Neuromon's cardiovascular simulation is built from two components: capacitances and resistances. There are many ways to implement these components so in the model an arbitrary choice had to be made. The parameters for optimal finetuning of the model have been found by trial and error. First, the fundamental charactertics of the two components will be described and then the criteria for optimization of parameter values will be explained.
Capacitances
Capacitances have been modeled by an exponential relationship between volume (m3) and pressure (hPa) according to the formula:
Pressure(hPa) = exp(volume(m3) / capacitance) - 1;
Resistances
Resistances have been used to calculated the Flow per time unit from capacitance A to capacitance B according to the following equation:
flow (m3/s) = (pressure A (hPa) - pressure B (hPa)) / resistance (hPa * s/m3)
3 Capacitances connected by 2 Resistances
For every timestep (variabel between 2-10 ms) the flow from capacitance A to B and the flow from capacitance A to C cannot be calculated in sequence since any flow from A to B will result in a decrease in pressure difference from A to C. To find a solution calculating the flow from A to B and from A to C 'simultaneously' the Runge-Kutta method for complex polynomial relations was applied.
Note that for brain circulation flow was also possible from C to B (see figure) but this was handled after calculating the flow from A to B and A to C.
Optimization of parameter values
For optimization the following criteria have been established:
1. total blood volume (the sum of the volumes of all capacitances together) is 5000 ml
2. when there is no heart activity (and the pressure in all capacitances is equal and close to zero) blood will distribute with approximately 1000 ml in the small circulation versus 4000 ml (80%) in the systemic circulation. Of the 4000 ml in the systemic circulation the arterial capacitances hold approximately 400 ml (10%) with the rest of the blood held in the venous compartment (90%). These volumes can be checked when selecting cardiac arrest in the Scenario menu and bringing the window for immutable parameter values to the front:
During cardiac arrest only the parameters for capacitances can be set since resistances only become relevant when there are pressure differences, and for this de model needs to be dynamic with the heart actively pumping.

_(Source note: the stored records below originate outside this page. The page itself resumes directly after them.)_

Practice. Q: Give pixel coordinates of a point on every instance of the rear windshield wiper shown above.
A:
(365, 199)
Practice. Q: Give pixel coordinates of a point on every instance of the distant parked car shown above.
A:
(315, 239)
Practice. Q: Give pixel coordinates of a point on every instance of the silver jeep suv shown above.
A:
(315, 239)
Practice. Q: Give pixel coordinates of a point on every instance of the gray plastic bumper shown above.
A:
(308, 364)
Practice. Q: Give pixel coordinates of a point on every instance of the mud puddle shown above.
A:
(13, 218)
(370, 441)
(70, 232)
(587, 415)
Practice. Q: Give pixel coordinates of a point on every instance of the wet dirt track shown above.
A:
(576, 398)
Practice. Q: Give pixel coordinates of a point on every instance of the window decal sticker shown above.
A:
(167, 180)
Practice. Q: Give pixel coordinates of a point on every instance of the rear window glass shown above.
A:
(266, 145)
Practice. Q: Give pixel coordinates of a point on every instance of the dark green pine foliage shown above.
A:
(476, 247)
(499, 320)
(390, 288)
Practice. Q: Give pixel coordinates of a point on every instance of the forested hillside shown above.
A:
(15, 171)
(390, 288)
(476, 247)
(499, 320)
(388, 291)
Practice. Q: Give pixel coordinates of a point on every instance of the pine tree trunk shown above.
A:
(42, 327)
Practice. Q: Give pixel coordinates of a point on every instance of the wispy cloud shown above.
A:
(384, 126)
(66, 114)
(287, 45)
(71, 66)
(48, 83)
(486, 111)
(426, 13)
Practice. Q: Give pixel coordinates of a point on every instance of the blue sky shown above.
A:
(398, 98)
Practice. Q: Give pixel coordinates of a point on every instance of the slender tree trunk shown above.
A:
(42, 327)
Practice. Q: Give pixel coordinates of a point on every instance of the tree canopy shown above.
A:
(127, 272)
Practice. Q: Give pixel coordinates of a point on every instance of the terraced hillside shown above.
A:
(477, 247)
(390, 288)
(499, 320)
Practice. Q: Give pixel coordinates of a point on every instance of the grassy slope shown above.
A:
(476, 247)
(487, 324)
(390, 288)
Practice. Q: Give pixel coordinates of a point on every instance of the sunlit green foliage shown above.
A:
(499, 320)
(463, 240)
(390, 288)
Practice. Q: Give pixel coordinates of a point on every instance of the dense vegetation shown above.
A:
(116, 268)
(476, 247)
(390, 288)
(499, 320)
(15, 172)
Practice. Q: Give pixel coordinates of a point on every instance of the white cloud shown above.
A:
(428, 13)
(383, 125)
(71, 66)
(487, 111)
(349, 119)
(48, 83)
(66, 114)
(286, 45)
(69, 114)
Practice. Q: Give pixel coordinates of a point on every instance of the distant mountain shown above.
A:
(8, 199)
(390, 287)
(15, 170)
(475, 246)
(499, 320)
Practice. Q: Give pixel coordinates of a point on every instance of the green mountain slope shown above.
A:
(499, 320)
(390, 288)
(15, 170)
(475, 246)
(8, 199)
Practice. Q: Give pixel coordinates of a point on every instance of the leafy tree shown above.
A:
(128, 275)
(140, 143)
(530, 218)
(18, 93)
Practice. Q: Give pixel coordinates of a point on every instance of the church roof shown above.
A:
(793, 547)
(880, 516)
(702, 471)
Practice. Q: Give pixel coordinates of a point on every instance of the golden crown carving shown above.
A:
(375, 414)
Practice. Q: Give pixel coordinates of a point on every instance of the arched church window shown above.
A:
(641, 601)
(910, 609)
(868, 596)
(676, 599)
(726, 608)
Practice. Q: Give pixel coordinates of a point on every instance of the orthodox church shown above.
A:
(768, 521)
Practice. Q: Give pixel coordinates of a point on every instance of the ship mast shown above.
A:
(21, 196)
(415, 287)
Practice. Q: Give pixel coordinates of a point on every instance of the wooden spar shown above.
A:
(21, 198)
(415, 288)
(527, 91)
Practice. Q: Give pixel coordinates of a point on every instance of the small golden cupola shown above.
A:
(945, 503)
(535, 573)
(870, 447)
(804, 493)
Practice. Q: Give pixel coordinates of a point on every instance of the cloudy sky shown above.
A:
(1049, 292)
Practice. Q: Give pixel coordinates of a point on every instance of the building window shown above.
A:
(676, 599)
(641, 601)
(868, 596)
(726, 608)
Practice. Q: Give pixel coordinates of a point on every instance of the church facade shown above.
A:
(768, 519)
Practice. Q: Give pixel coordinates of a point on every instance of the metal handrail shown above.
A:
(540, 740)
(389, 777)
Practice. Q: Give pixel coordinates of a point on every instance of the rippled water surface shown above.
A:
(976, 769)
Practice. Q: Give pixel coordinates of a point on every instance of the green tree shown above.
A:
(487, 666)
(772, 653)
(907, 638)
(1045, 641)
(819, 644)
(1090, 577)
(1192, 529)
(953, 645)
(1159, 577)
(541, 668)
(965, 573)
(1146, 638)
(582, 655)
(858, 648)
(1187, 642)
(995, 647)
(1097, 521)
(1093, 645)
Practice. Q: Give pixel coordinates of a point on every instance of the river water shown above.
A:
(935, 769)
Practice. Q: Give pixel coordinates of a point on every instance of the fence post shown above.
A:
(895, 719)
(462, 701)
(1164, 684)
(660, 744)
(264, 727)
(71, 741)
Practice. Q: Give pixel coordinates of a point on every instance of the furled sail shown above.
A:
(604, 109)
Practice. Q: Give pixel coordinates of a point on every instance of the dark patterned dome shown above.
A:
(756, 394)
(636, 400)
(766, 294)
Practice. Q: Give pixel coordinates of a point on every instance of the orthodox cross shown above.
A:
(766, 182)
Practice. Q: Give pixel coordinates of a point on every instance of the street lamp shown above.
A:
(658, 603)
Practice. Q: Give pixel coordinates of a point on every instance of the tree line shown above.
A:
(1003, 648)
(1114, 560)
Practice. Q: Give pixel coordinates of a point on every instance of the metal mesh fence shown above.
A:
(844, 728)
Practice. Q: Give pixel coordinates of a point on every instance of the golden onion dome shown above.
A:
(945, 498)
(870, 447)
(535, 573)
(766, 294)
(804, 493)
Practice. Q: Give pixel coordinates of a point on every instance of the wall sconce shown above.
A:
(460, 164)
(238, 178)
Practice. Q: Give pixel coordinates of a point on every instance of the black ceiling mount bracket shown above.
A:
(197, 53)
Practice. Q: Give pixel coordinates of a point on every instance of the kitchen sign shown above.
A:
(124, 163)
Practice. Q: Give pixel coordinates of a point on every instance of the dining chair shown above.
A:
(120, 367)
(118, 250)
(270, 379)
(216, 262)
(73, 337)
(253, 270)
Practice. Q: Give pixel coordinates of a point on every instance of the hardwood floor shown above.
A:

Under basic conditions (50 years old male, arterial acceleration off, no reflexes active) the heart pumps with a cardiac output of 4200 ml/min with a stroke volume of approximately 62ml at a heart rate of 69 BPM. Under dynamic circumstances the arterial compartment of the systemic circulation contains 620ml at a pressure of 116/86mmHg with the resistances from the last arterial capacitances to the venous compartment as most important determinants of arterial blood pressure.
Starting off from these basic parameter values for resistances and capacitances further finetuning was required to obtain the average flow velocity waveform calculated for an age of 50 years based upon a study in 105 healthy Dutch volunteers (with acceleration turned on). This was monitored in the Z-score graph by aiming at a Z-score of zero for all flow velocity determinants: Sys1, Sys2, D560 and HR.